« Panama papers » : le « Monsieur fric » de Bouteflika mis en cause

Eclaboussé par le scandale des « Panama papers », le ministre de l’industrie Abdeslam Bouchouareb, intermédiaire clé du clan présidentiel auprès des milieux d’affaires européens peut compter sur la défense de ses amis français. 

Un homme. Un nom. Un scandale. Abdeslam Bouchouareb, le ministre algérien de l’Industrie et des Mines, est au cœur d’une véritable tempête médiatico-politique. Les révélations du scandale «Panama Papers» ont porté un véritable coup à l’image déjà très sulfureuse de ce ministre très proche des milieux «affairistes» les plus controversés en Algérie.
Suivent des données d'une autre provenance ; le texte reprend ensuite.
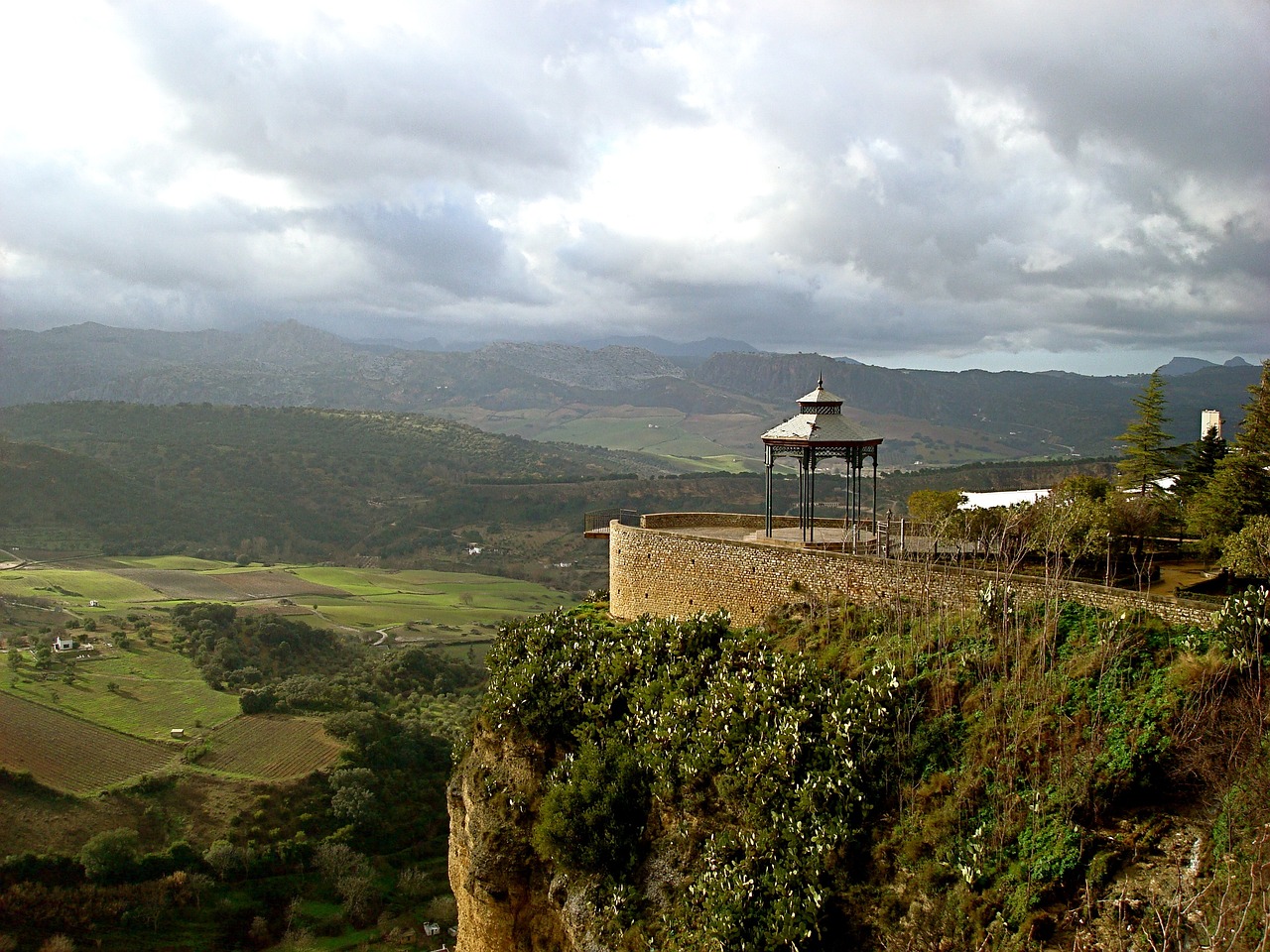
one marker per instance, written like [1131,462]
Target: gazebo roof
[822,429]
[821,422]
[820,397]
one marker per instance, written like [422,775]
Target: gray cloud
[925,180]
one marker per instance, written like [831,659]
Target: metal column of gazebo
[821,431]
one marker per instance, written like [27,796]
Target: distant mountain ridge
[962,416]
[1182,366]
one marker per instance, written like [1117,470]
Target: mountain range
[622,394]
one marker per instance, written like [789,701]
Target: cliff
[504,892]
[1035,777]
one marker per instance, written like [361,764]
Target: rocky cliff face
[1146,828]
[508,898]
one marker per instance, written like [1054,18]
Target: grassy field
[100,717]
[155,689]
[366,599]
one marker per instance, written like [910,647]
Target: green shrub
[592,817]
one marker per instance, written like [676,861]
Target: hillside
[289,484]
[1064,412]
[1034,777]
[574,394]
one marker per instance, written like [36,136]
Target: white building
[1207,419]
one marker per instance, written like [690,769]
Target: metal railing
[597,521]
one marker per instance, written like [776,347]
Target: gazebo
[820,431]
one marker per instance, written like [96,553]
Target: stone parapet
[654,570]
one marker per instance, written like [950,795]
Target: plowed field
[271,747]
[70,754]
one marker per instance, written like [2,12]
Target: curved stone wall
[663,572]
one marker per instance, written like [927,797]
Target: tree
[1239,486]
[1247,551]
[109,856]
[1147,454]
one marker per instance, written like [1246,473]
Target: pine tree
[1202,460]
[1239,486]
[1147,454]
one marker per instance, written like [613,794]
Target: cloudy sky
[948,182]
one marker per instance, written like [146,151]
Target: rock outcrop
[508,898]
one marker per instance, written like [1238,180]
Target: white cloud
[875,179]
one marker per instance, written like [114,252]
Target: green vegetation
[322,816]
[984,780]
[1147,454]
[154,690]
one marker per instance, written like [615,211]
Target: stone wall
[663,572]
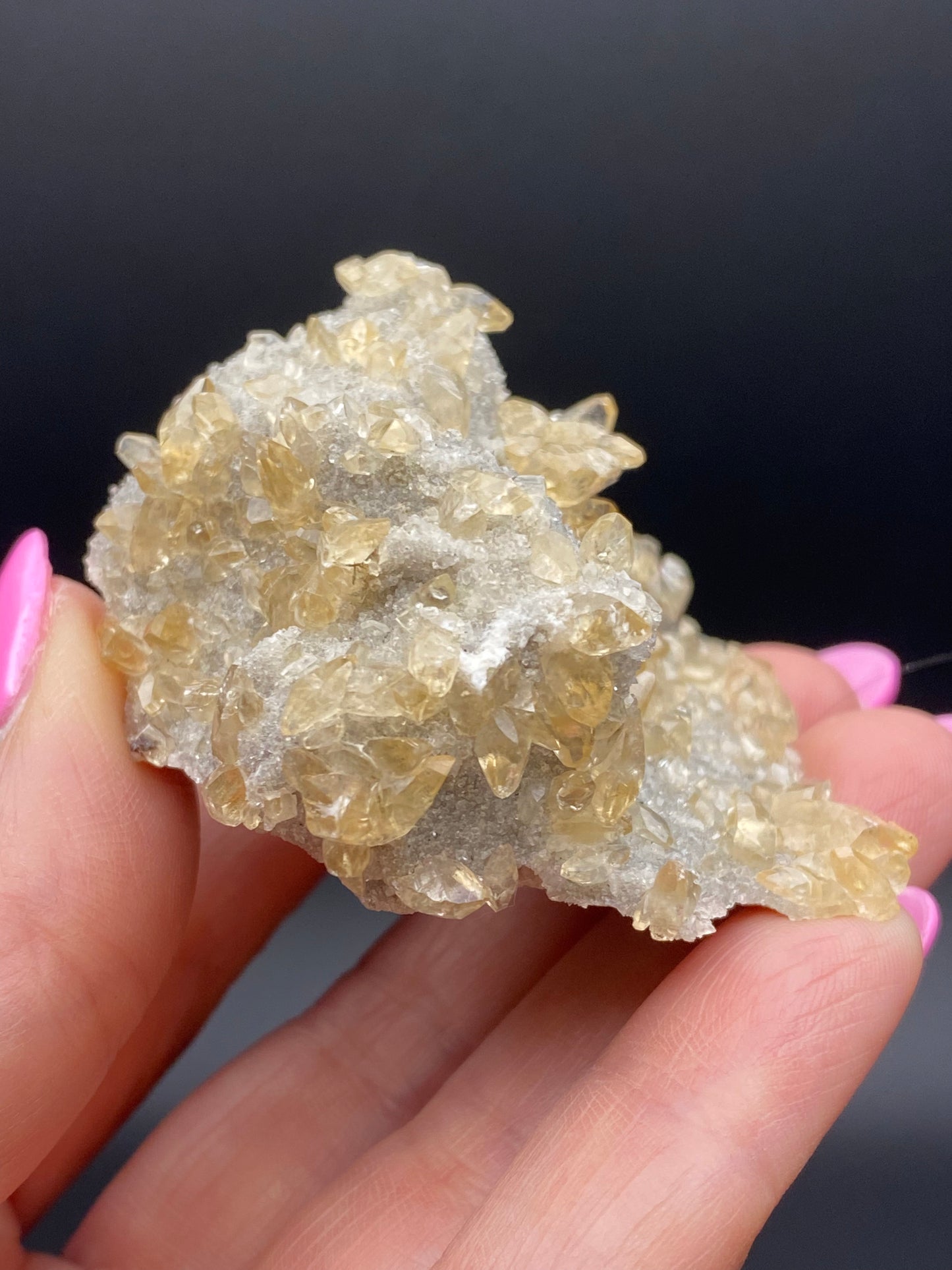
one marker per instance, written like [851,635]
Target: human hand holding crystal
[537,1087]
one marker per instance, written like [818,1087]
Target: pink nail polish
[24,587]
[924,909]
[872,671]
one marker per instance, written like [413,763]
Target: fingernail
[24,586]
[924,909]
[872,672]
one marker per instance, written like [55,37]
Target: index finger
[97,870]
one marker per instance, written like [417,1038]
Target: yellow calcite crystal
[379,606]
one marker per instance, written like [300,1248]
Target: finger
[248,883]
[897,763]
[815,689]
[675,1146]
[97,870]
[415,1189]
[221,1176]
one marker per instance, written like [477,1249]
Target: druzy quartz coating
[372,602]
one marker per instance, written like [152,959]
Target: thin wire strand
[926,663]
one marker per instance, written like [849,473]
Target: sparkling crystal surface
[372,602]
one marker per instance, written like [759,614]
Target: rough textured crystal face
[372,602]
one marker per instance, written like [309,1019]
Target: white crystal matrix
[375,604]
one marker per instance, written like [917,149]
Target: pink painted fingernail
[872,672]
[24,587]
[924,909]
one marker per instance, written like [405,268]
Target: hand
[537,1089]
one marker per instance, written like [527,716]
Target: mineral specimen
[375,604]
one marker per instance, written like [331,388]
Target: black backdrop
[734,214]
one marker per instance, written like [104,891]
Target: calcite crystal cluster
[374,604]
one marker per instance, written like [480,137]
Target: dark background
[737,216]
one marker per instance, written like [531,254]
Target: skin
[538,1089]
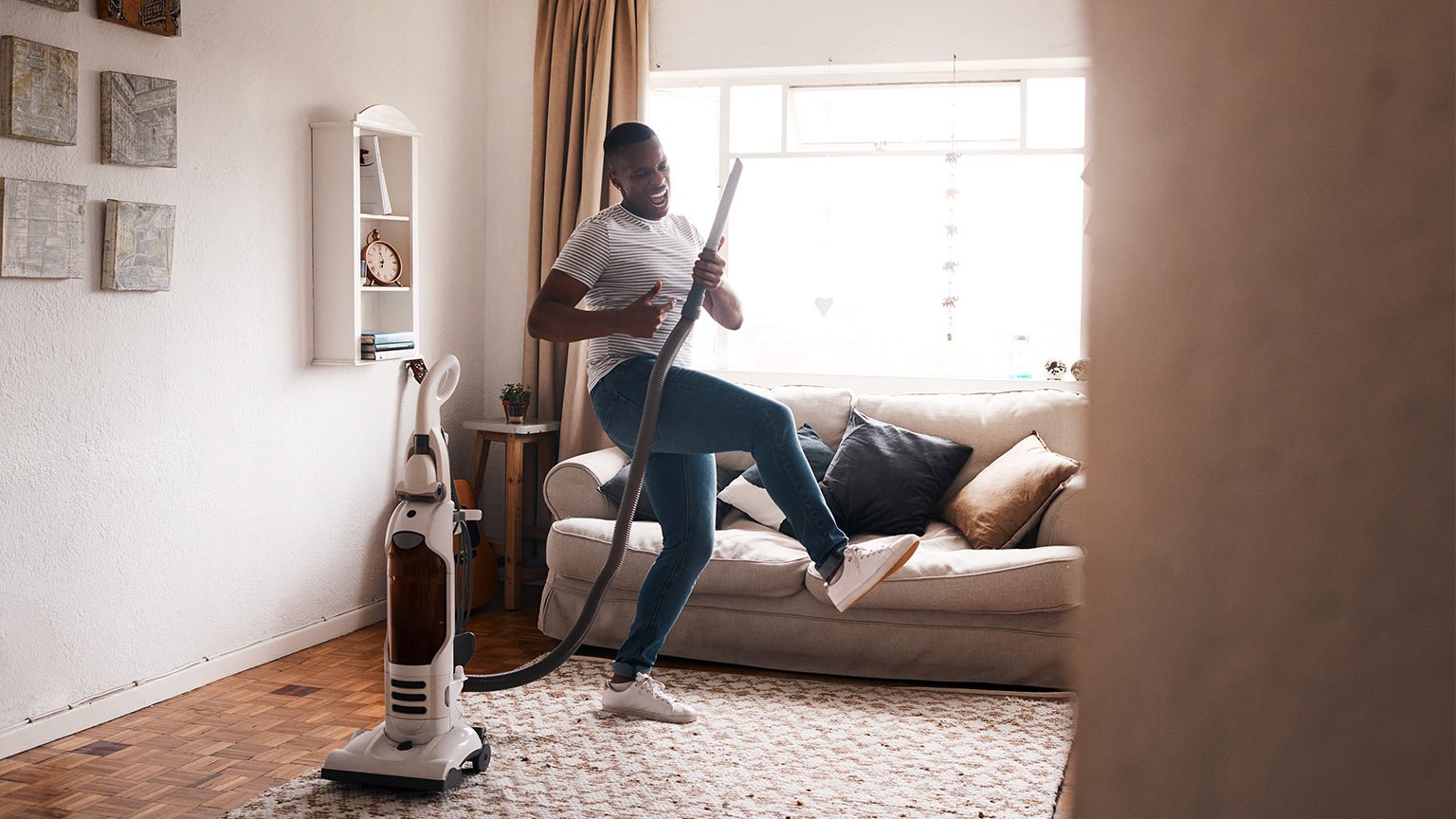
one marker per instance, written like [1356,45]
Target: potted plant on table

Une société offshore basée à Panama, un compte bancaire dans une banque à Genève. Un autre au Luxembourg. Un patrimoine financier géré de manière occulte par un cabinet luxembourgeois. Un conseiller français condamné pour escroquerie. Les griefs retenus contre Bouchouareb le discréditent très durement.

Pas de chance, ce scandale intervient au moment où le ministre mène une véritable bataille politique dans l’espoir de détrôner Abdelmalek Sellal à la tête du gouvernement algérien.

Les « Panama papers » déstabilisent Bouchouareb. Ses adversaires se frottent les mains. Mais ses alliés sont encore nombreux et les réseaux d’affaires «Françalgériens » se mobilisent d’ores et déjà pour sauver ce soldat encore incontournable sur l’échiquier politique. Mais pourquoi ?

L’homme de main du clan Bouteflika

D’abord, Abdeslam Bouchouareb est encore très utile au clan Bouteflika qui lui assigne de nombreuses tâches. Une anecdote est particulièrement éclairante : lors de la campagne électorale pour le 4e mandat d’Abdelaziz Bouteflika en avril 2014, Abdesslam Bouchouareb dirige la très stratégique cellule de communication comme lors de l’élection de 2009. Une grève soudaine éclate à la télévision Wiam TV, un outil de propagande créé spécialement à l’occasion de la campagne et à laquelle tous les bailleurs de fonds, proche du président ont accordé de  généreux chèques.

Les techniciens de cette télévision protestent contre le non-paiement de leurs salaires promis par la cellule de communication du candidat Bouteflika. Son frère, Saïd Bouteflika débarque au siège de la chaîne à Hydra. En colère, il monte brusquement jusqu’au bureau de Bouchouareb et le tance sévèrement : «Je veux que tu règles ce problème maintenant et sans le moindre bruit» !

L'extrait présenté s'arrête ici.